Long Island Jewish World
- Format: Weekly, subscription based publication
- Publisher: Jerome W. Lippman
- Founded: 1976
- City: Long Island, New York
- Circulation: 16,000

= Long Island Jewish World =

Long Island Jewish World is a weekly, subscription based publication that covers local, domestic and international events for the Jewish communities of the metropolitan New York City area. The publication is a wholly owned subsidiary of Empire Publishing and Printing. Empire also publishes The Manhattan Jewish Sentinel and The Rockland and Westchester Jewish Tribune. Despite its small circulation of about 45,000 in 1984, articles from the paper have been quoted in New York Times, Washington Post, New York Daily News, The Village Voice, Jerusalem Post and Newsday.

== Beginning ==
In 1984, publisher-editor Jerome W. Lippman charged that the United Jewish Appeal-Federation of Jewish Philanthropies (UJA) was unfairly using its charity to fund The Jewish Week and imitating his newspaper, in order to put his paper out of business. This "newspaper war" lasted several years, with multiple failed attempts at reconciliation.

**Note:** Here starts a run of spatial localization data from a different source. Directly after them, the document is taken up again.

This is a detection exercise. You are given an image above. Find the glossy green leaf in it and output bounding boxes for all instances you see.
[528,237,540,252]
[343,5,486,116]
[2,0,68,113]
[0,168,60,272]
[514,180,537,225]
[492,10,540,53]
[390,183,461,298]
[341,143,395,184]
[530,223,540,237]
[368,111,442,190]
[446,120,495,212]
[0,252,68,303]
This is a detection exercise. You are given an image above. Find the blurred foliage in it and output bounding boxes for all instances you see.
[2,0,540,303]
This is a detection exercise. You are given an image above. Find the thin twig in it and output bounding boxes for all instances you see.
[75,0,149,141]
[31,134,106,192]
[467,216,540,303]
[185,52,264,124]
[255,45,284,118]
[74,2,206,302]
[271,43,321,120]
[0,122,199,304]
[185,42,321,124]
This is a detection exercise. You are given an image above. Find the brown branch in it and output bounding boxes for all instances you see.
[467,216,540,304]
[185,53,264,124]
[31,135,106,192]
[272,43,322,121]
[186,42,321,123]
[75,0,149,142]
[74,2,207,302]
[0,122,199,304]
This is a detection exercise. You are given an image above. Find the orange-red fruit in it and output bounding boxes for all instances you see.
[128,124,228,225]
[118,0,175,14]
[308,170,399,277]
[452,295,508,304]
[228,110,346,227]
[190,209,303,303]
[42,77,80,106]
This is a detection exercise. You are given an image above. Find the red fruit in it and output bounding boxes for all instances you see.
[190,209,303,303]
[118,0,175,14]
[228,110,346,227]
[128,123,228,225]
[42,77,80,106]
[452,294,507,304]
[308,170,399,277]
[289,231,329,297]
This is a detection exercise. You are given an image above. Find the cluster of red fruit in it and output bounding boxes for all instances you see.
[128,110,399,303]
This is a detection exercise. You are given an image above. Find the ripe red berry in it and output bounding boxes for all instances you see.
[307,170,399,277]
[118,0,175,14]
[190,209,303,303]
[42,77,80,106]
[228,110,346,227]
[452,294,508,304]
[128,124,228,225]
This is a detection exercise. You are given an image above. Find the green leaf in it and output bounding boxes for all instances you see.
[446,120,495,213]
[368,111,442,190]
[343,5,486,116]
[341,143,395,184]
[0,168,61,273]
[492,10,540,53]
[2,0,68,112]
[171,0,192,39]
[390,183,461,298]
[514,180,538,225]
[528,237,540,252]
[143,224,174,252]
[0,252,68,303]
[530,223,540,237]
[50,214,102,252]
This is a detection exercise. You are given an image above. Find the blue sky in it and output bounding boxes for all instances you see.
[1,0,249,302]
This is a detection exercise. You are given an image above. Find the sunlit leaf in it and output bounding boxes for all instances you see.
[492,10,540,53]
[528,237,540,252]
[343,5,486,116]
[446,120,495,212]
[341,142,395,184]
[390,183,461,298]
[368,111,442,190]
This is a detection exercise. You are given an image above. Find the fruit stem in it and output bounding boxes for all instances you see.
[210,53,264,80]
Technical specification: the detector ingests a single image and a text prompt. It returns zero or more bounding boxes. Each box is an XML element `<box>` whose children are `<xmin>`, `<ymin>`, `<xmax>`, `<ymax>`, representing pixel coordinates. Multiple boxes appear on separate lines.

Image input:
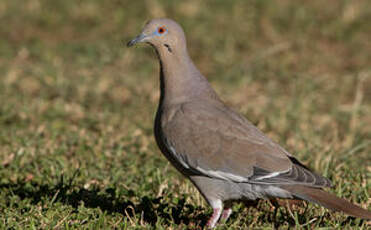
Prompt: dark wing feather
<box><xmin>250</xmin><ymin>158</ymin><xmax>332</xmax><ymax>187</ymax></box>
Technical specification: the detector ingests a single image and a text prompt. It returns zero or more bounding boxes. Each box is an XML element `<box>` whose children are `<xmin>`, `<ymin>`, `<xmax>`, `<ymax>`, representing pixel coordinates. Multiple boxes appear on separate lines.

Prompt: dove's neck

In June 1994 it purchased The Manhattan Jewish Sentinel.

== Content ==
The editorial content of Long Island Jewish World is a mix of social and political nature commonly featuring open letters, op-eds and submissions from some of the top names in journalism and politics, locally and abroad. The content also spans the spectrum of the Jewish community from the Orthodox to the modern, secular Jew.